Les recherches relayées par la Stanford Existential Risks Initiative

La Stanford Existential Risks Initiative est une collaboration entre des professeurs et des étudiants de Stanford, qui se consacrent à l’atténuation des risques existentiels mondiaux (ou « risques x »), tels que les pandémies ou la prolifération nucléaire. Les possibles effets en cascade entre des risques x sont l’un des objets de recherche privilégiés. En 2023 s’est tenue la troisième conférence annuelle de Stanford sur les risques x, visant à présenter les recherches menées dans le cadre de cette initiative.

Les articles retenus illustrent les projets de recherche en cours, soulignent aussi leurs lacunes et proposent des orientations pour l’avenir. Beaucoup évoquent les effets en cascade entre les risques x, à travers des sujets variés (effondrement écologique, intelligence artificielle, risques nucléaires, biosécurité) et une lecture pluridisciplinaire. Une publication (« Expanding the Field of Existential Risk Studies ») récapitule l’ensemble des articles mis en avant lors de cette conférence :

La première catégorie d’articles se concentre sur l’identification et la caractérisation de typologies de risques x, et les défis épistémologiques qui s’y rapportent :

  • « Should Epistemic Security Be a Priority GCR [Global Catastrophic Risk] Cause Area? », d’Elizabeth Seger, est une étude des menaces épistémiques, comme la polarisation ou la désinformation.
  • « Maniacs, Misanthropes, and Omnicidal Terrorists: Reassessing the Agential Risk Framework », d’Émile P. Torres, propose une réflexion sur les risques « agentiels », qui surviennent lorsque des individus souhaitant détruire le monde se retrouvent en capacité de le faire.
  • « Psychological Fragility: An Overlooked Existential Risk », de Dana Klisanin, porte sur la fragilité de la psyché humaine, un domaine de risque inexploré, avec des implications majeures.
  • « Psychological and Psychosocial Consequences of Super Disruptive A.I.: Public Health Implications and Recommendations », de David D. Luxton et Eleanor Watson, propose un focus sur les impacts psychosociaux de l’intelligence artificielle (IA).
  • « Science, Delusion, and Existential Risk », d’Andrew Nepomuceno, pointe le décalage entre les croyances solidement ancrées et les réalités scientifiques, qui se traduit par des aveuglements de masse et l’inaction.
  • « An Axiology of Aesthetics for Existential Risk », d’Ishan Raval, est un plaidoyer pour une lecture esthétique du monde et des risques x.

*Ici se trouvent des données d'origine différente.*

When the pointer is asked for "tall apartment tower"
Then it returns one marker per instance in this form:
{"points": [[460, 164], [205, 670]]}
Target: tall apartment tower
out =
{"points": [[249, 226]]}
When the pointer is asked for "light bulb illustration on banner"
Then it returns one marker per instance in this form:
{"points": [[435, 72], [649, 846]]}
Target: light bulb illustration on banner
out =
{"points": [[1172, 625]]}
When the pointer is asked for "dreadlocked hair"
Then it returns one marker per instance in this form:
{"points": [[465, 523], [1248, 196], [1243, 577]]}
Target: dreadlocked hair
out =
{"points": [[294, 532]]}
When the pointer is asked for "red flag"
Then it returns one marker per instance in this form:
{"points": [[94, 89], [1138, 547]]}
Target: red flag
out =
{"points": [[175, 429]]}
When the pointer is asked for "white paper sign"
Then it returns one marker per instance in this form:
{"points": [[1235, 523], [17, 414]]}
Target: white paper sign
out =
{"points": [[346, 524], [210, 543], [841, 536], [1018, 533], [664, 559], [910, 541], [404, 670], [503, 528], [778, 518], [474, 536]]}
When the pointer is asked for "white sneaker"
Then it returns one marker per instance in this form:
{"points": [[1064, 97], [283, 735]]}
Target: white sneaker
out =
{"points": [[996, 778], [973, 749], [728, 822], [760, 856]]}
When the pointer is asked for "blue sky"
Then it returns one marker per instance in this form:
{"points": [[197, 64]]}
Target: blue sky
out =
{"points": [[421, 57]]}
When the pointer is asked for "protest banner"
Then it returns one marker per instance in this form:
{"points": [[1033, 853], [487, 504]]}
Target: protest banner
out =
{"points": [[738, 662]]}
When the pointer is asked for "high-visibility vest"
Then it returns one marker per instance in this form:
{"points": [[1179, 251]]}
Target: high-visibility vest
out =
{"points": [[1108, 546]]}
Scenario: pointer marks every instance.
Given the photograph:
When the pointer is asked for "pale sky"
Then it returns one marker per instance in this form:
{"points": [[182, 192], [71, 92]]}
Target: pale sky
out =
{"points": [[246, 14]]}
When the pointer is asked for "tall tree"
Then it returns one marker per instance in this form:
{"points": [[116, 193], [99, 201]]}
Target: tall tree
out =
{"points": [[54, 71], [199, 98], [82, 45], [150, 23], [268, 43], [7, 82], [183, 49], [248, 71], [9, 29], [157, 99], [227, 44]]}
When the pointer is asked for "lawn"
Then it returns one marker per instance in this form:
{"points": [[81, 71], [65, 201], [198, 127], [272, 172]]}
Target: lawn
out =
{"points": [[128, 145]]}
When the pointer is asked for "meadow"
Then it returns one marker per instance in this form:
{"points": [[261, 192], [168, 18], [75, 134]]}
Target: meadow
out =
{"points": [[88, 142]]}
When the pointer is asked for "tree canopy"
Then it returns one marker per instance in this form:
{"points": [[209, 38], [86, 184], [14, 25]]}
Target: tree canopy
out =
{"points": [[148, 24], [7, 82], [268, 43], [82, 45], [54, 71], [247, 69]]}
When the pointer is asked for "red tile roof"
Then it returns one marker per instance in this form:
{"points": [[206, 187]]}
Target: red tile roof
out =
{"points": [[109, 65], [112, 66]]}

La deuxième catégorie d’articles aborde les implications plus larges des risques x en cascade :

  • Dans « Navigating Cascading Planetary Boundaries: A Framework to Secure the Future », Thomas Cernev estime que la transgression des limites planétaires exacerbera les risques x mondiaux connus, et pourrait conduire à faire émerger des risques imprévus.
  • Dans « Anthropocene under Dark Skies: The Compounding Effects of Nuclear Winter and Overstepped Planetary Boundaries », Florian Ulrich Jehn milite en faveur de l’étude de la cascade des risques et souligne l’importance de la biosphère dans la capacité à survivre à un hiver nucléaire.
  • Dans « Is Climate Change Ungovernable », Paul N. Edwards appelle à appréhender les effets du changement climatique au-delà de 2100.

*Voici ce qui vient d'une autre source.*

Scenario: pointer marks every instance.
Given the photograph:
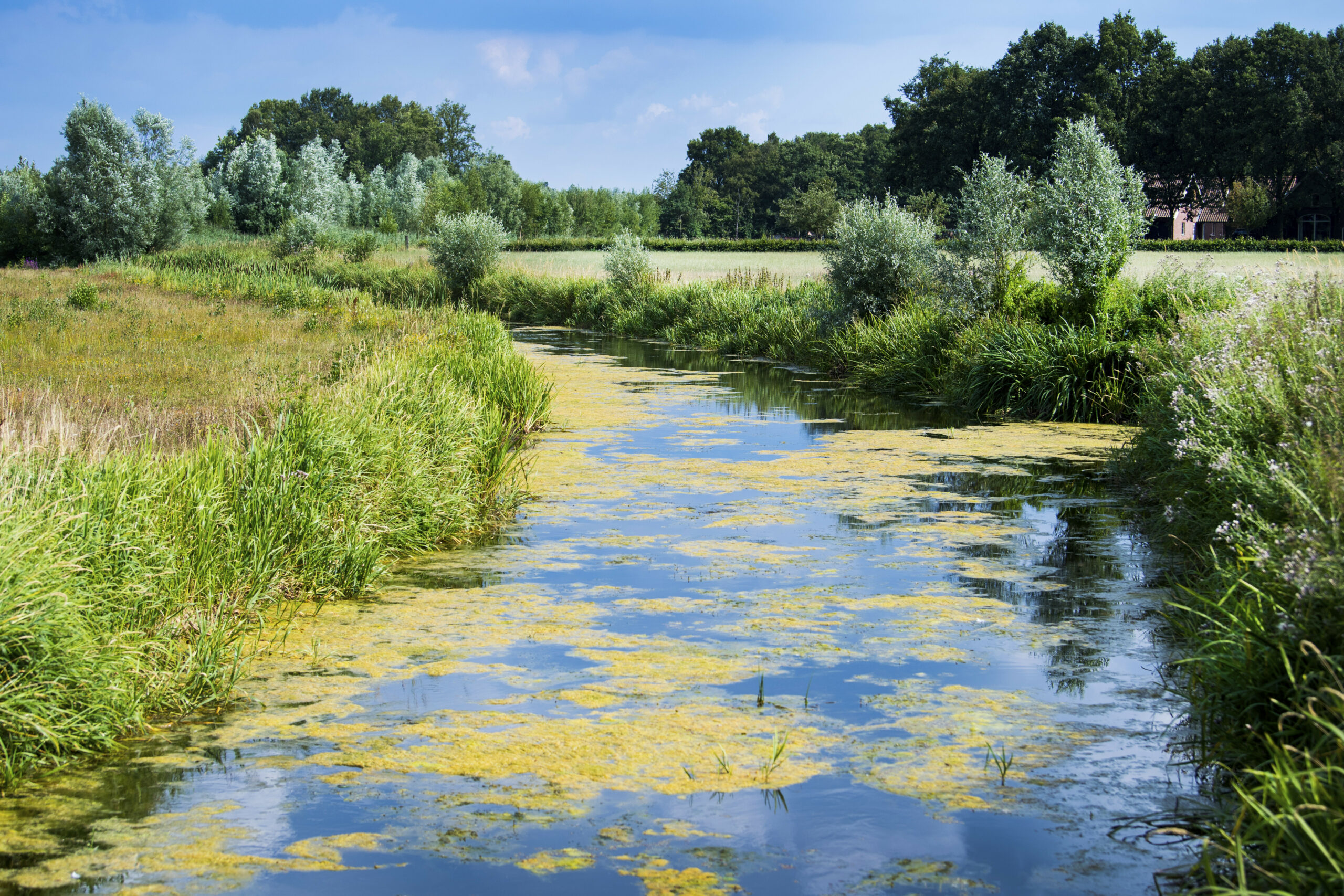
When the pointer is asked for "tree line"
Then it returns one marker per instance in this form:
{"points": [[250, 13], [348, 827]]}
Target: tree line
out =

La troisième catégorie d’articles aborde les liens entre les risques liés aux technologies émergentes :

  • Dans « Investigating How Academic Researchers Engage with Dual-use Biosecurity Research », Sofya Lebedeva souligne les risques et avantages des recherches en cours sur la biosécurité à double usage.
  • Dans « Existential Risks Associated with Dual-use Technologies », Ashok Vaseashta milite pour que la société limite les technologies à double usage par des mesures éthiques, des cadres réglementaires et des coopérations internationales, en renforçant éventuellement la traçabilité et la résilience.
  • « Fairness in AI and Its Long-term Implications on Society », d’Ondrej Bohdal et alii, souligne les biais de prédiction de la plupart des systèmes d’IA actuels, qu’il va falloir atténuer pour éviter qu’ils s’aggravent à long terme.
  • Dans « The Looming Nuclear War », Jean-Pierre Dupuy rappelle qu’en dépit du rôle dissuasif des armes nucléaires, une guerre nucléaire menace toujours dans la mesure où tant qu’elles existent, ces armes peuvent un jour être utilisées.

La quatrième catégorie d’articles traite de la manière dont les risques x peuvent être gouvernés :

  • « Collective Intelligence as Infrastructure for Reducing Broad Global Catastrophic Risks », de Vicky Yang et Anders Sandberg, montre l’importance de la capacité des gouvernements ou des communautés scientifiques à travailler de concert pour mitiger les risques x.
  • « Convergence on Existential Risk Policy? », de Philip Arthur, cherche à identifier des points de convergence entre l’approche techno-utopique et l’approche pluraliste à plus court terme.
  • « Governing Anthropogenic Existential Risks (Envisioning Some New Approaches) », de Mariana Todorova, alerte sur la complexité croissante et la multiplication des risques, et encourage à « désidéologiser » de l’avenir. Il évoque également les systèmes autopoïétiques, capables de s’autoréparer.
  • Dans « The Intergovernmental Panel on Global Catastrophic Risks », R. Daniel Bressler et Jeff Alstott proposent la création d’un groupe intergouvernemental sur les risques x, qui compléterait les travaux du GIEC (Groupe d’experts intergouvernemental sur l’évolution du climat) et de l’Organisation mondiale de la santé, en particulier sur les effets en cascade de risques.
  • « Crisis Government’s Legitimacy Paradox : Foreseeability and Unobservable Success », de Daniel D. Slate, met en garde contre une lecture trop court-termiste des risques, qui empêche la compréhension des risques x à des échelles de temps plus longues.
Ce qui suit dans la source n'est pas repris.